In general, adolescents increase bone density during the period of growth following menarche, as seen in the untreated cohort. However, the two cohorts were not matched at baseline for age, gynecologic age, race, BMD and other factors that influence the rate of acquisition of bone mineral density.
Duration of Treatment | Medroxyprogesterone
acetate (150 mg IM) | Unmatched, Untreated Cohort | ||
---|---|---|---|---|
N | Mean % Change | N | Mean % Change | |
Total Hip BMD | ||||
Week 60 (1.2 Years) | 113 | -2.75 | 166 | 1.22 |
Week 120 (2.3 Years) | 73 | -5.40 | 109 | 2.19 |
Week 240 (4.6 Years) | 28 | -6.40 | 84 | 1.71 |
Femoral Neck BMD | ||||
Week 60 | 113 | -2.96 | 166 | 1.75 |
Week 120 | 73 | -5.30 | 108 | 2.83 |
Week 240 | 28 | -5.40 | 84 | 1.94 |
Lumbar Spine BMD | ||||
Week 60 | 114 | -2.47 | 167 | 3.39 |
Week 120 | 73 | -2.74 | 109 | 5.28 |
Week 240 | 27 | -2.11 | 84 | 6.40 |
BMD recovery post-treatment in adolescent women
Longer duration of treatment and smoking were associated with less recovery of BMD following the last injection of Medroxyprogesterone acetate. Table 6 shows the extent of recovery of BMD up to 60 months post-treatment for adolescent women who received Medroxyprogesterone acetate for two years or less compared to more than two years.
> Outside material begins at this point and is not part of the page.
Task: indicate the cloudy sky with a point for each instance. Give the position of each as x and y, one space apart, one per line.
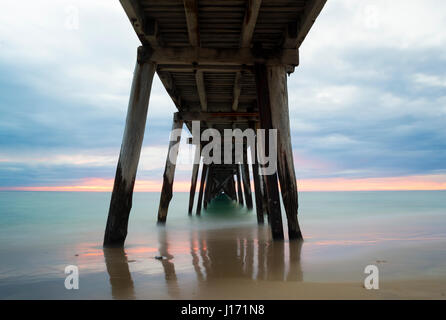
367 103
Post-treatment follow-up showed that, in women treated for more than two years, only lumbar spine BMD recovered to baseline levels after treatment was discontinued. Subjects treated with Medroxyprogesterone acetate for more than two years did not recover to their baseline BMD level at femoral neck and total hip even up to 60 months post-treatment. Adolescent women in the untreated cohort gained BMD throughout the trial period (data not shown).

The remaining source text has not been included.